Yesterday the Court issued three opinions in argued cases.  Mark Walsh provided a “View from the Courtroom” of the proceedings for this blog.  In Kerry v. Din, a majority of the Court vacated the lower court’s ruling that a U.S. citizen whose spouse’s application for a visa was denied has a right to judicial review of the denial.  Kevin Johnson covered the decision for this blog, with other coverage coming from NPR’s Nina Totenberg and Jaclyn Belczyk of JURIST.  Commentary comes from Ruthann Robson, who at the Constitutional Law Prof Blog discusses the decision’s reference to the Magna Carta (in her first post) and what the decision might mean for the challenges to state bans on same-sex marriage (in her second post); and from Noah Feldman, who in his column for Bloomberg View also parses the decision for possible clues as to the Justices’ ultimate positions in the same-sex marriage cases.

In Reyes Mata v. Lynch, the Court ruled that a lower court erred when it held that it lacked jurisdiction to consider an immigrant’s appeal of the denial of his untimely motion to reopen his removal proceedings.  Steve Vladeck analyzed the decision for this blog, while Jaclyn Belczyk covered the decision for JURIST,

The Court also issued its decision in Baker Botts v. ASARCO, holding that Section 330(a) of the Bankruptcy Code does not allow courts to award attorney’s fees for fee applications.  Tony Mauro reported on the decision for The National Law Journal (subscription or registration required), while Devin Montgomery covered the decision for JURIST; Alan Morrison analyzed the decision for the George Washington Law Review’s On the Docket.

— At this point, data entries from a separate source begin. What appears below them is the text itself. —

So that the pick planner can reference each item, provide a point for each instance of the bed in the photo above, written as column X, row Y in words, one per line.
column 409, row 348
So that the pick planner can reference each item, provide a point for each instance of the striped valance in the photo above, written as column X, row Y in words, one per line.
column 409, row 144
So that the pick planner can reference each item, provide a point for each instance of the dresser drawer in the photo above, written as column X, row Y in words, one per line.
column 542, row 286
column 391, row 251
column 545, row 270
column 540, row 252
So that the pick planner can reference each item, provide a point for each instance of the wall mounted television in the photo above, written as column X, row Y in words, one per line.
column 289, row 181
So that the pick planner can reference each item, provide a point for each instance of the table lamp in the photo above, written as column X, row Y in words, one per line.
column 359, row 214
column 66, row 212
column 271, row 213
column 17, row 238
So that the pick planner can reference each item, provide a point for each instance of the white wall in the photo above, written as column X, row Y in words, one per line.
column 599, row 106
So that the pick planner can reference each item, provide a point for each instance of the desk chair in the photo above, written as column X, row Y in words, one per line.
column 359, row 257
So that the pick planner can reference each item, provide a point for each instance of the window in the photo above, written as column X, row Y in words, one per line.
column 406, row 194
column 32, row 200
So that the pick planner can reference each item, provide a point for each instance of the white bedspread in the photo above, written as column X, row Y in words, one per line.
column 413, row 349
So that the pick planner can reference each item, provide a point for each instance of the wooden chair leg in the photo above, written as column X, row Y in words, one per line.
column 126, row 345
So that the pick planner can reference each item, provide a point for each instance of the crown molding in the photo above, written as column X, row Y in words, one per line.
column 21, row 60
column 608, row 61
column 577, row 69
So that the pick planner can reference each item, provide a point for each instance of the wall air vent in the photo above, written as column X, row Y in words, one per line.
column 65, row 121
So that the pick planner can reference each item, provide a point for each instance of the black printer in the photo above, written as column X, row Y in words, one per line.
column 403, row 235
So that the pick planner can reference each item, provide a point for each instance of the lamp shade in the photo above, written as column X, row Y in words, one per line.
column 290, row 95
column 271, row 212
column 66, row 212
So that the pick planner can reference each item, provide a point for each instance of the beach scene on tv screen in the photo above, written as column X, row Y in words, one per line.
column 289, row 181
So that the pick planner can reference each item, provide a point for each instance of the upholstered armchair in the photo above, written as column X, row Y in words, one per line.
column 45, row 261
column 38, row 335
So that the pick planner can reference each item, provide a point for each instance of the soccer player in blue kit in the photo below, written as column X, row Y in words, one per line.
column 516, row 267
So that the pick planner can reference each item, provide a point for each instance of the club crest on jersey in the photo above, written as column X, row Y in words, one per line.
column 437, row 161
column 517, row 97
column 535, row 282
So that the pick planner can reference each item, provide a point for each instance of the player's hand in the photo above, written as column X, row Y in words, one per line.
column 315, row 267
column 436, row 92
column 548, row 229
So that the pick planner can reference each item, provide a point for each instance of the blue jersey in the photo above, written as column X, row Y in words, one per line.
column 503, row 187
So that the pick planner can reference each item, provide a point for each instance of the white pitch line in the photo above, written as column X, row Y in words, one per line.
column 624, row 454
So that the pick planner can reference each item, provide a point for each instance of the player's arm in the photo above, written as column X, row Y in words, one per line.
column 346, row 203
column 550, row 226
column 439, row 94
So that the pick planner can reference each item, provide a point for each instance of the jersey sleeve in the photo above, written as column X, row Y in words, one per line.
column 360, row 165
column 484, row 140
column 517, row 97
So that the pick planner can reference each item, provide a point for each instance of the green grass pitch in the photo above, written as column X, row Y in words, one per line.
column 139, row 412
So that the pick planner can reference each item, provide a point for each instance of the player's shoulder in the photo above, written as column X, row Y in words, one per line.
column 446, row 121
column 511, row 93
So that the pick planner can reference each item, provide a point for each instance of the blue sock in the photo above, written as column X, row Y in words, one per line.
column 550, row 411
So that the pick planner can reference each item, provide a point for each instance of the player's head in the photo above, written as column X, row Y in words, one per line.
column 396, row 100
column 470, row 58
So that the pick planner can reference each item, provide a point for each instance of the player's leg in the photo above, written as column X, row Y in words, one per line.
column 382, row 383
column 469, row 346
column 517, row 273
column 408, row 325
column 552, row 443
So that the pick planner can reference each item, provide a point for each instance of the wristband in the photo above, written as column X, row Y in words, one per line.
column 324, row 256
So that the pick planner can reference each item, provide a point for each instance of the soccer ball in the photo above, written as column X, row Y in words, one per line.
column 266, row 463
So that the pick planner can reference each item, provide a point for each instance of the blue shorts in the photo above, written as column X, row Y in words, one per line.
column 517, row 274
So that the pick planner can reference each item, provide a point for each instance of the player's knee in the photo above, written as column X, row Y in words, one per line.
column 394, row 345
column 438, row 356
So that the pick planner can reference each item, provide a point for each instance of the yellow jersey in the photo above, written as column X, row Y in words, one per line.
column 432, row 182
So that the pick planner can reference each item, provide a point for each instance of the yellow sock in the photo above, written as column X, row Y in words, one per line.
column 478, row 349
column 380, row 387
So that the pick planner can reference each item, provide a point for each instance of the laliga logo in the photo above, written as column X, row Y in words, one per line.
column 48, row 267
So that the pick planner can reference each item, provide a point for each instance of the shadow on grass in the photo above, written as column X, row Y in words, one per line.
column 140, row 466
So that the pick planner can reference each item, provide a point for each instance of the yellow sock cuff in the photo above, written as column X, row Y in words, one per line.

The Court also issued orders from last week’s Conference.  Lyle covered the orders for this blog generally.  Devin Montgomery covered the newly granted cases for JURIST, while Jaclyn Belczyk of JURIST covered the Court’s order in a challenge to a North Carolina law that would  have required women seeking an abortion to first undergo a narrated ultrasound; the Court let stand a lower court ruling blocking the law from going into effect.  And at Crime and Consequences, Kent Scheidegger comments on Justice Ginsburg’s statement concurring in the Court’s denial in Hittson v. Chatman, a habeas case involving the “look through” rule; Richard Re does the same at PrawfsBlawg.  The Justices did not act on Fisher v. University of Texas at Austin, the challenge to the university’s use of affirmative action in its undergraduate admissions process; Ralph Haurwitz reports on the case for the Austin American-Statesman.

At the Maryland Appellate Blog, Steve Klepper suggests “three reasons” why Chief Justice John Roberts “might vote with the majority and assign the opinion to himself” in the challenges to state bans on same-sex marriage.  And at Hamilton and Griffin on Rights, Marci Hamilton outlines some of the possible paths that states could take with regard to religious objections to same-sex marriage if the Court were to strike down the state bans.

Briefly:

  • Writing for the National Law Journal (subscription or registration required), Tony Mauro reports that this week marks the twenty-fifth anniversary of when the Court “went online.”
  • And in the Legal Times (subscription or registration required), Mauro reports on Justice Ruth Bader Ginsburg’s remarks on Saturday at the annual convention of the American Constitution Society, where she described her newfound status as an icon as “amazing.”
  • Saqib Iqbal Ahmed and Sinead Carew of Reuters report that investors “are betting that the healthcare sector’s strong run will not be held back for long even if the U.S. Supreme Court rules against the Affordable Care Act.”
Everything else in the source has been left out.